Most auf my documents are in German but some are in English. Using See Also or classify with them is almost useless. I think there is no workarround (except having separate databases based on language, but that makes it difficult to keep things together by content).

WikiLinks for different languages can easily be solved using aliases (some manual work of course).

On the long run the AI needs to be language aware. I would not think of some kind of automatic translation (like some suggested in another thread). But having a language flag for each file could perhaps help the AI to compare only within the same language.

Johannes

Senhal · August 28, 2009, 8:06am

The main language I have files in is English, but I’ve got quite number in French, German, Norwegian, and a smattering of other languages (Old Occitan, anyone? Thankfully the OCR has a setting for modern Provençal…). I wouldn’t really want the AI to look solely within the subset of documents in the same language as the one under consideration (that is, effectively, what happens most of the time today), as, for me, language and content are for the most part quite separate. Occasionally (e.g., in documents discussing a person with a distinctive name, or where a large number of key terms are the same in at least some languages) the AI can perform decently.

Until machine translation has reached a rather higher degree of sophistication I believe the answer is simple: tags. See, e.g, this post viewtopic.php?f=4&t=8124#p37902 and some others in that thread, which explain why a number of those of us working in several languages are clamouring for tags to be implemented. I can also provide some examples of cases where tags would fill a space sorely lacking even when using ‘English’ OR ‘German’ searches…

gnoli · August 28, 2009, 4:51pm

Yes, it is true, but tag is toooooooo slow to implement …

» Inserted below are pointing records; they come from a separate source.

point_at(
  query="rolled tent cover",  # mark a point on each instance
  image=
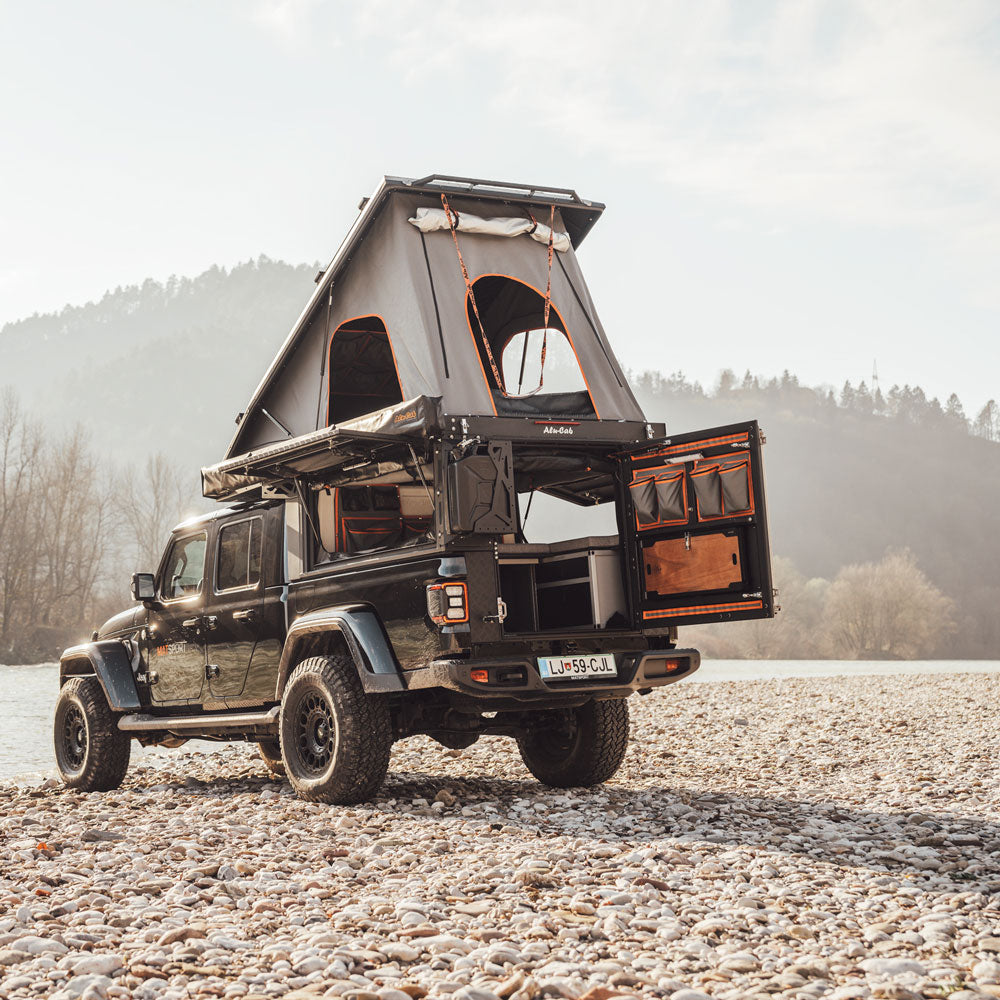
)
(429, 220)
(390, 321)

Bill_DeVille · August 28, 2009, 5:59pm

See Eric’s blog (and read the comments) about tagging at devon-technologies.com/scrip … ess/?p=904

Note that tagging is not ‘flat’. I can tag an article about a dog with the tag, Dogs. And I can tag all articles about dogs under the tag, Canines. And I can tag all articles about canines as Mammals – and so on. If I have a database about living organisms I can create a complete taxonomic system of tags for them. But in that same database I can also have other tags for other purposes, for example, notes about the kinds of wildlife that I observe at my log cabin in the woods of Brown County, Indiana.

In a financial database I can tag an expense record to the month/year in which the expenditure was incurred, to a category of expenditures (business travel, for example), to a specific project for which the expense was incurred, and so on to whatever extent such tags are useful. Then I can do a search for, as an example, all the documentation of expenditures made for a specific project (or for all projects), for a given month/year, or for the full year. There they are! Note that DEVONthink is a document management database, not a ‘numbers’ database. But for tax purposes, documentation is important to justify the numbers in a spreadsheet – which I can also tag in that financial database.

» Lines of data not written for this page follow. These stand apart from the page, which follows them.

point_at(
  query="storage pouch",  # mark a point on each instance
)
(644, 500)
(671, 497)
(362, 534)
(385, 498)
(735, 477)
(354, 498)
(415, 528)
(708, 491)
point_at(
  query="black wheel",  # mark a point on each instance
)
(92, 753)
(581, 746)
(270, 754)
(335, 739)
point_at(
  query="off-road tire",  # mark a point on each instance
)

I’ll never spend a lot of time tagging most content as I add it to my database. If I tried to figure out all the possibly useful tags for each new document I would never get anything else done. But the tagging system can be a very powerful and flexible way to filter, aggregate and find information as I need it.

Yes, it can help aggregate documents in different languages in useful ways…

Declan · August 28, 2009, 6:43pm

But what about entering keywords in the comments box? Would that not have the same effect as tagging (except that it does not offer autocomplete of existing tags)?

I’m always cautious about overusing the comment box, with the result that I barely use it at all. I can’t quite figure out what kind of information to put in. Anybody got any thoughts on this matter?

Declan

sjk · August 28, 2009, 7:31pm

That’s topic has been discussed in other threads, e.g. recently: starting here.

twicks · August 29, 2009, 10:57pm

I’m sure, like scruffy moonshiners or hemp growers; the mind boggles at the thought of Snuffy Smith stumbling about your wooded acreage.